As George Perkovich writes, from the point-of-view of the Bush Administration, “The established global nonproliferation regime is predicated on rules that do not sufficiently discriminate between bad actors and good actors. Universal equal compliance with rules will never happen because bad guys will always exist and cheat. The objective should be not to constrain or burden good actors, including the United States and India, but rather to concentrate power on removing or nullifying bad actors. If negotiation and enforcement processes are hung up on equal treatment and mutual obligations, they are a waste of time and political capital.”

The problem is that China can also play this game. As a permanent member of the Security Council, it is in a good position to possibly rectify the recent setback over India through some measure of support for Iran. China faces a dilemma here: while Iran is a vitally important trading partner for China (particularly where energy is concerned), its economic influence does not compare with that of the United States. If forced to support some sort of punitive measure against Iran, China might endanger a crucial source of energy. If it resists those measures, it risks the ire of Washington. (It could, of course, abstain – as it often does – but it would still be obliged to comply with any punitive measures.)

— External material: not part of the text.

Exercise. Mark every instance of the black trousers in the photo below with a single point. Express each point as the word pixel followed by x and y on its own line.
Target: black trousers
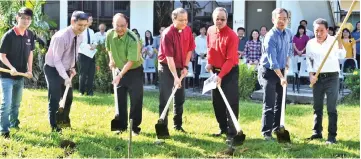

Before the nuclear deal between the United States and India, China was in a bind over Iran. But after discovering that the world’s most populous good actor (India) is to be used as a buffer against its own interests, China now has one more reason to side with Iran against the United States. Whether it does or not will depend on developments in the coming days. But in a sign of things to come, Iran seems to be making an about-face in its approach to the Security Council, and it would be hard to imagine that it does not have China in mind.

2 Comments:

Anonymous said...

Perkovich, another manipulative apologist and hack.

Could there be, in the current world situation, a worse state 'actor' than the US?

Let's not get 'hung up' on 'equal treatment,' right. Let's also not admit the role that prior unequal treatment has had on proliferation. And let's not even ackowledge Israel's programs.

And let's of course simply brush away the many ways in which the US (under this and previous presidents) has both stimulated proliferation and failed to honor its own obligations under NPT.

Our agression makes the USA an unconscionably bad actor -- that Perkovich can raise such 'standards' without being ridiculed definitely stains the legitimacy of the Carnegie Endowment.

10:34 AM  
Editors said...

For the record, in the cited article, Perkovich takes a rather ambivalent view of the US-India nuclear deal. He mentions various problems with the Bush Administration's approach:

1. The deal contradicts the Administration's own assessments that proliferation is a mjaor concern.

2. The deal sets precedents for China to seek similar rule changes that could erode US influence in the future.

3. The government "undervalues" the effectiveness of the rules-based system and underestimates the downside of the US-India deal.

4. While economic development is most needed for India, the deal focuses on weapons development and military co-operation - an inversion of priorities.

5. India's "capacity and willingness" to act as a buffer to China are not sufficient for the United States to rely upon.

6. US co-operation with India will not, in the end, buy lasting partnership.

As with many such commentators and analysts, the problem is one of pragmatism. We have argued extensively on the blog that one of the great errors infecting American political analysis these days is the "if it were legal (viable), then it would be okay." Perkovich's approach falls short because it is not a principled political objection and, therefore, would have no basis to oppose such a deal were the Bush Administration to circumvent those six problems above.

But his analysis is certainly not fawning, and he is not a hack. That he does not mention US aggression is a serious omission, and we agree that any complete analysis would have to include that. But his assessments are valuable, and it is important not to dismiss them out of hand.